The latest Remortgage Snapshot from LMS reveals a £281.90 average monthly payment increase for those who remortgaged in December.
The report also shows that 43% of borrowers increased their loan size in December; 36% saw no change in total loan size and 21% reduced their loan size. And 46% of those who remortgaged took out a two-year fixed rate product, the most popular product last month.
Some 27% said their main aim when remortgaging was to lower monthly payments.
Average loan increase post remortgage was £21,589; while the average loan decrease post remortgage was £12,419.
The report also shows that 59% increased their monthly remortgage repayments; 11% saw no change in their monthly remortgage repayments and 30% reduced their monthly remortgage payments.

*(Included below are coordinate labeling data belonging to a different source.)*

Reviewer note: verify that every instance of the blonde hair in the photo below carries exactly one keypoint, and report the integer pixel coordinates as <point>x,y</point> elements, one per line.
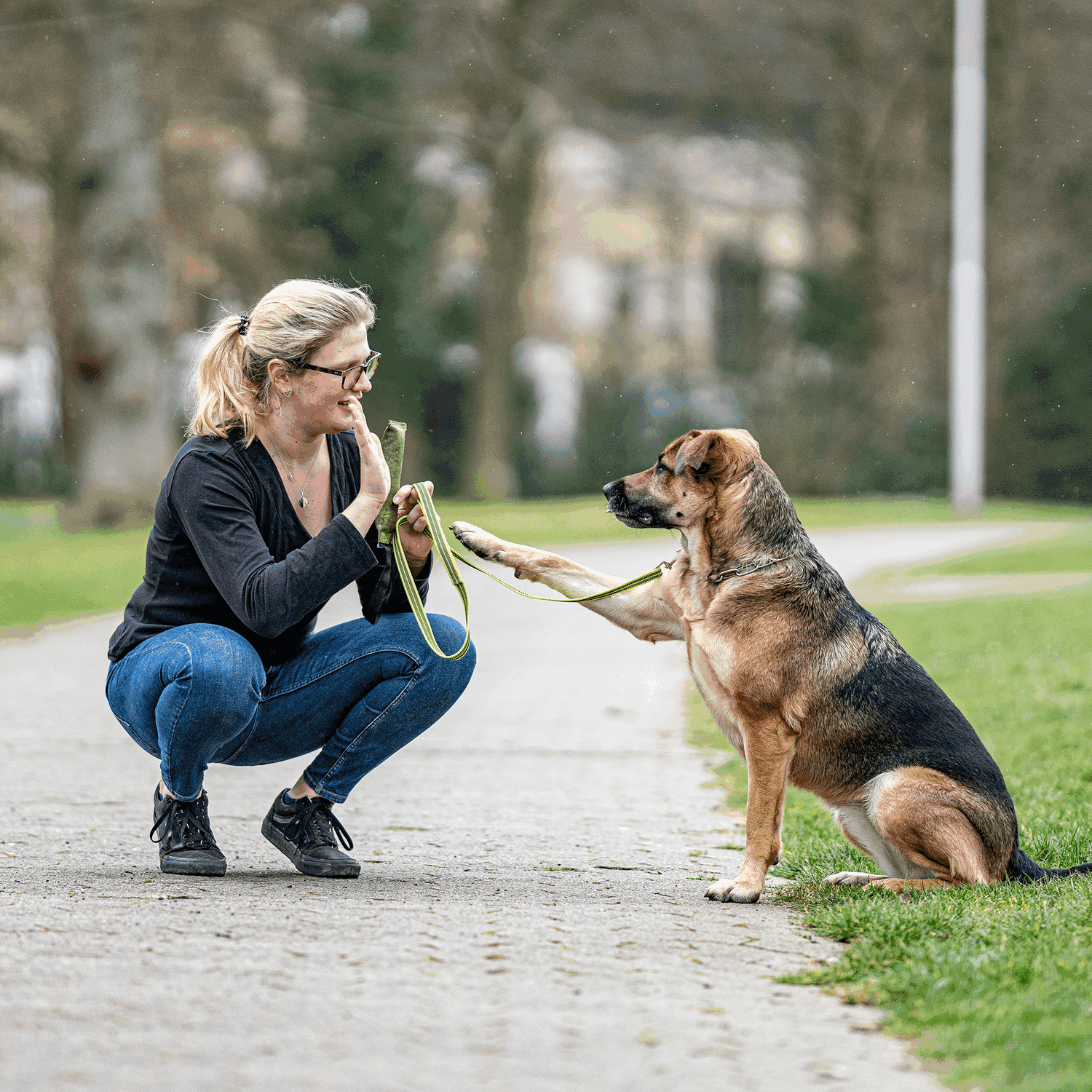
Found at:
<point>290,323</point>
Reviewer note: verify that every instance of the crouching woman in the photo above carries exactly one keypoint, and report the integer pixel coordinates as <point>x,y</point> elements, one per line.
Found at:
<point>268,510</point>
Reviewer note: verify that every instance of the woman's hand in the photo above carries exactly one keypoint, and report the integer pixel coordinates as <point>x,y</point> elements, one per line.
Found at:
<point>375,474</point>
<point>412,534</point>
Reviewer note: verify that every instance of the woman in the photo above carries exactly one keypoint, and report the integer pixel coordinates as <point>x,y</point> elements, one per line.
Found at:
<point>266,511</point>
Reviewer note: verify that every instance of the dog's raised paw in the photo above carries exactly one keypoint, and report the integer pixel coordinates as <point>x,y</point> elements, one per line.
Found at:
<point>478,541</point>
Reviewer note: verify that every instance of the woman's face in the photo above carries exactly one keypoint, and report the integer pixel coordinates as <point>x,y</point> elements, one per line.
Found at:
<point>318,404</point>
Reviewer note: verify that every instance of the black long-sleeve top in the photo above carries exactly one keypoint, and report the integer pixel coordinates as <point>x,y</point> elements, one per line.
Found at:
<point>227,548</point>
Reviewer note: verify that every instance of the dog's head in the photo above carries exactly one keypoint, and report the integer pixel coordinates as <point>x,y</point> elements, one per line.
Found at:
<point>681,489</point>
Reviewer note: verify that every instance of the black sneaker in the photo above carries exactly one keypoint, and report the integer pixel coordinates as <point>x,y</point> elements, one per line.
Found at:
<point>186,842</point>
<point>304,832</point>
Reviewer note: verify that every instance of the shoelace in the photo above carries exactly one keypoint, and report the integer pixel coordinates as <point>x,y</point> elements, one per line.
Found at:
<point>317,825</point>
<point>189,821</point>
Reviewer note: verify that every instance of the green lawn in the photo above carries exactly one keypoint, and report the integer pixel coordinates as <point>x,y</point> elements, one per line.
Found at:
<point>46,574</point>
<point>997,980</point>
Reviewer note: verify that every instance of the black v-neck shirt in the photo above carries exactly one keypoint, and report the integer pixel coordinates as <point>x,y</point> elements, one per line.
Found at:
<point>227,548</point>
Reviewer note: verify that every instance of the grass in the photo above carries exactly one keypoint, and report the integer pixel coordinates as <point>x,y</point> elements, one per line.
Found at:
<point>47,576</point>
<point>994,980</point>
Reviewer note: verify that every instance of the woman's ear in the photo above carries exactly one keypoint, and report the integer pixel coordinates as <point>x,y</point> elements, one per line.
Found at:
<point>279,375</point>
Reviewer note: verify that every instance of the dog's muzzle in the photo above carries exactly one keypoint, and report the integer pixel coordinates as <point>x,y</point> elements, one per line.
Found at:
<point>624,511</point>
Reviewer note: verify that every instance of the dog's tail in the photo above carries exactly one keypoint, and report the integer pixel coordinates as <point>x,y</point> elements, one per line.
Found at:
<point>1024,871</point>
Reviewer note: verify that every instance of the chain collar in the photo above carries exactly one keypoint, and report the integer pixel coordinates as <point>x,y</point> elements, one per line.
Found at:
<point>716,578</point>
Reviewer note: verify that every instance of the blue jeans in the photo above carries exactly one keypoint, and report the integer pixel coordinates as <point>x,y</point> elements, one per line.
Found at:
<point>199,694</point>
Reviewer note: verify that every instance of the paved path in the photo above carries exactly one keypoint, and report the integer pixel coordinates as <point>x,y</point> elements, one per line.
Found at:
<point>530,917</point>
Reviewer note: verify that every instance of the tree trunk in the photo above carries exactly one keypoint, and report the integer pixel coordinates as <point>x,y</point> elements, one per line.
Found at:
<point>113,299</point>
<point>489,474</point>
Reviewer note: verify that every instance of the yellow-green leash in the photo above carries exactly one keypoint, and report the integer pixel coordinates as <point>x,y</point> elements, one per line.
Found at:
<point>448,561</point>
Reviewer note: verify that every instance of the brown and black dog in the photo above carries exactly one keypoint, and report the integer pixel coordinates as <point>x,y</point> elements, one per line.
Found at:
<point>808,686</point>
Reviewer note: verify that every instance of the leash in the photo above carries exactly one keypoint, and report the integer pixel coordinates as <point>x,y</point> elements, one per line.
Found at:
<point>448,558</point>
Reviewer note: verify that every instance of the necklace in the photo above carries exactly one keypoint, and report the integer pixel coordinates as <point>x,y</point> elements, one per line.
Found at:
<point>284,463</point>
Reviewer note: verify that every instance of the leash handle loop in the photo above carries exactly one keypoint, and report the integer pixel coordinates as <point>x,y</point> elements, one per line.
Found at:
<point>448,559</point>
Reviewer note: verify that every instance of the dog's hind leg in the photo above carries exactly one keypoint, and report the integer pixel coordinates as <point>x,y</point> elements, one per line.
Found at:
<point>926,817</point>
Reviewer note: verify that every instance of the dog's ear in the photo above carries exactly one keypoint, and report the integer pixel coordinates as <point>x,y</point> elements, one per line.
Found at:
<point>695,450</point>
<point>716,451</point>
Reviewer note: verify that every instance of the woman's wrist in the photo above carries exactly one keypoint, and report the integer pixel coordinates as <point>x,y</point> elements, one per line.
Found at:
<point>362,513</point>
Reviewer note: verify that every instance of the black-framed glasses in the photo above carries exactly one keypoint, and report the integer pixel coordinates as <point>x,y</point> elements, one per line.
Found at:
<point>351,376</point>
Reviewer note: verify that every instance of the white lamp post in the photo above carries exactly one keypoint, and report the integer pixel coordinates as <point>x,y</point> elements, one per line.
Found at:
<point>967,338</point>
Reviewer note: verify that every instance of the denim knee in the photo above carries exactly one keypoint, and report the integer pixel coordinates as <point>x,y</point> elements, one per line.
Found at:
<point>450,636</point>
<point>226,674</point>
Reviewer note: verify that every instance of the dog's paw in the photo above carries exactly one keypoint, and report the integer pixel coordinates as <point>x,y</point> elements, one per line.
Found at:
<point>731,891</point>
<point>480,542</point>
<point>850,879</point>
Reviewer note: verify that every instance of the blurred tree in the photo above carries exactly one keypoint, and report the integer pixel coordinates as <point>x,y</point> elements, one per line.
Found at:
<point>349,207</point>
<point>146,122</point>
<point>1044,440</point>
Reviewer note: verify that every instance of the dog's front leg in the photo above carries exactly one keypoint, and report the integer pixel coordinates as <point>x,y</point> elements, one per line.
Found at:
<point>769,755</point>
<point>641,611</point>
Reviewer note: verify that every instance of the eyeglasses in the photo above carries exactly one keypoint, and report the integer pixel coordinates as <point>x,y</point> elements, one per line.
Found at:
<point>351,376</point>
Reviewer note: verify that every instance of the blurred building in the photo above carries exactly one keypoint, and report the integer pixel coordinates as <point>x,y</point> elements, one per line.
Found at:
<point>668,266</point>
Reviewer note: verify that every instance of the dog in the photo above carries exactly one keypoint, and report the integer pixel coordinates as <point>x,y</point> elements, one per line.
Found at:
<point>806,684</point>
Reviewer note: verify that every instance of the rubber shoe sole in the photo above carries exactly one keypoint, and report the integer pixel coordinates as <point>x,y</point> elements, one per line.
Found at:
<point>340,869</point>
<point>191,866</point>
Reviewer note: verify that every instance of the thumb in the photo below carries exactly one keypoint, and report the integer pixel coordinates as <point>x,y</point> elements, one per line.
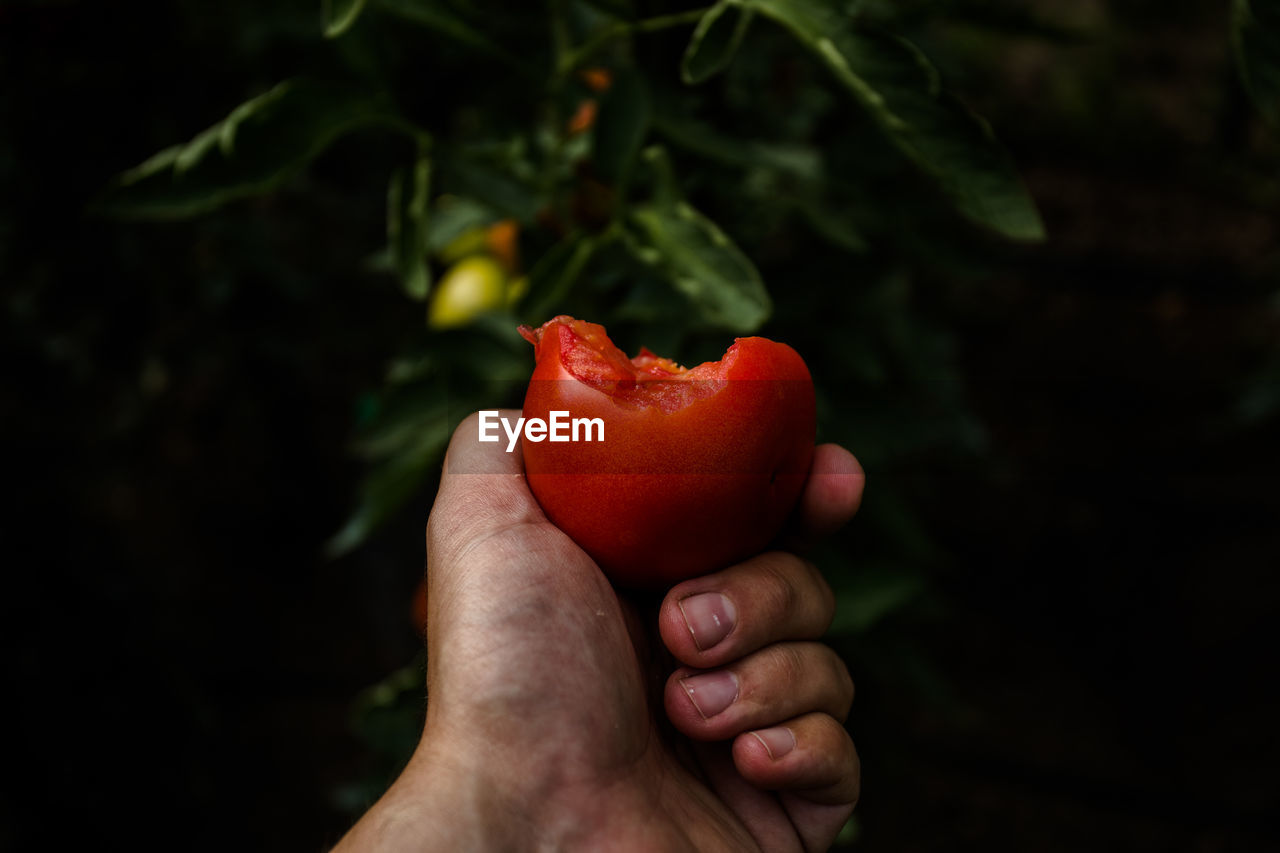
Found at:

The average remortgage loan amount in London was £364,213, while the average for the rest of the UK stood at £176,776 making remortgage loan amounts 106% higher in London than in the rest of the country.
Commenting on the latest figures LMS’s chief executive Nick Chadbourne said: “All signs have been positive through the back end of 2024; the home-mover market has been buoyant, and remortgages bounced back towards the end of the year. However, has the new government stifled this positive outlook with their fiscal policies? Due to the changes with employer National Insurance (NI) and reversal of stamp duty, are we in store for another year of turmoil for the housing market?”
He added: “This time last year, financial markets factored in six cuts to base rates – we only saw two, and even up to just a few weeks ago, the expectation was three in 2025. At the time of writing, there’s concern over stagflation in the UK, and many experts are now only pricing in one rate cut this year.”
Chadbourne remains positive though: “Whilst economic policy is mostly inflationary, we still have the base rate above inflation, and if history is a guide, this means we are in line for cuts. So, the beginning of 2025 isn’t completely devoid of hope, with the 1.9m coming off fixed rates promising good deals to jump onto.”